Writers often hear the old dogs mutter after a swig of their whisky that ‘you have to hook them real good and let them squirm, trying to pull free’. It should be a swift, merciless action with no margin for error, hidden like a sword in an umbrella, and it should be dealt at the very first sentence. Everybody in the business emphasize on stunning the reader the very first page, because after all, a book is an investment of as much money as it is of time. The agent, editor and reader have to be persuaded you are worth their time and money. So, you hook ’em real good.
But what exactly is the hook? How do people within the industry perceive it as opposed to the reviewers and readers in general? Is the hook all that important as it was suggested in a post a month ago [I struggle to remember where this was posted]? I was curious and decided to ask the people on Twitter. These are the results:
@nicolamorgan: Here's you go: "A good hook is a fluorescent life-jacket for your book - without one, no one will see it before it sinks." ~ Talented author Nicola Morgan delivers the dictionary definition, though with more flare. This is the rule of thumb. It’s a must-have, though it is not exactly explained what it is. In 140 characters, it is no surprise. This suffices.
The hook can also mean concrete things:
@MihaiDarkWolf: Sparkling conversation or a good action starting scene. ~ Reviewer and blogger Mihai Adascalitei enjoys the dynamic entry.
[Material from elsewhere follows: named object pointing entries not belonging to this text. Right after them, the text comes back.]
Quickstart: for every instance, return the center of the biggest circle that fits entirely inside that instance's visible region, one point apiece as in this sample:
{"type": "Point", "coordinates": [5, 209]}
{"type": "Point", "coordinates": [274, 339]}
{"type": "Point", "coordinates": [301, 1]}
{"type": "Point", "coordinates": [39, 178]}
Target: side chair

@BookChickCity: Either a well written fast-paced action scene or great dialogue. ~ Reviewer and blogger Carolyn tends towards the same need for adrenaline.
However, some readers, if unsure what does it for them, know what certainly won’t entice them:
@BookChickCity What doesn't is a dream sequence, so cliche and over done!
@ALRutter Can tell you what doesn't! Either a weather report or a city description - anything where there are blocks of prose
From here on the hook tends to morph into something less tangible, less of a situation that the writer knows it works, but something to do with the big construction blocks of the novel:
@GuyAdamsAuthor For me it's all about voice. Not that I don't like action upfront or a book that starts with a bang.
@nextread a good voice doing something interesting.... but it's different for all authors.
@Hagelrat as a reader character, if I like the voice in the first few pages you got me.
@jrobertking I'm weird, but what hooks me in a book is a great voice. Tolkien had it, and I followed him to Mordor and back.
Characters and Plot
@alebodden11 I like it when the characters have strong personalities, and also when the language flows along with the plot =)
@ALRutter I actually like it when the main characters is confused and we're confused right along with them (A Madness of Angels)
@MihaiDarkWolf Plot & characters. If none of them catches my attention, most probably I will have a hard time reading the book.
@ALRutter The characters. If I don't like the characters, I can't read the book.
To other qualities:
@Weirdmage Any book that has a story that keeps me reading when I should go to bed.-Total experience more than any particular hook.
@SamSykesSwears A good story is a good story, whether it's gritty, high or low fantasy. Hooks are just icing.
@MarkCN I look for someone who can write an above average sentence, and then who has an imagination.
@niallalot Wit. Inventiveness. Character. All three and I'm in love. One will do in a cinch.
The results are varied as are the people and their involvement with literature. Some are just fans, who can’t keep their noses away from a book. Others are reviewers. Third are authors. There is no way to be certain what you need as a hook, because your work will appear in front of many people. I gather that agents and editors will demand to see potential right at the start and I gather that your book has to hold the casual customer browsing through the bookstore. What is most optimistic however is that most book lovers are patient enough to let a book grow on them.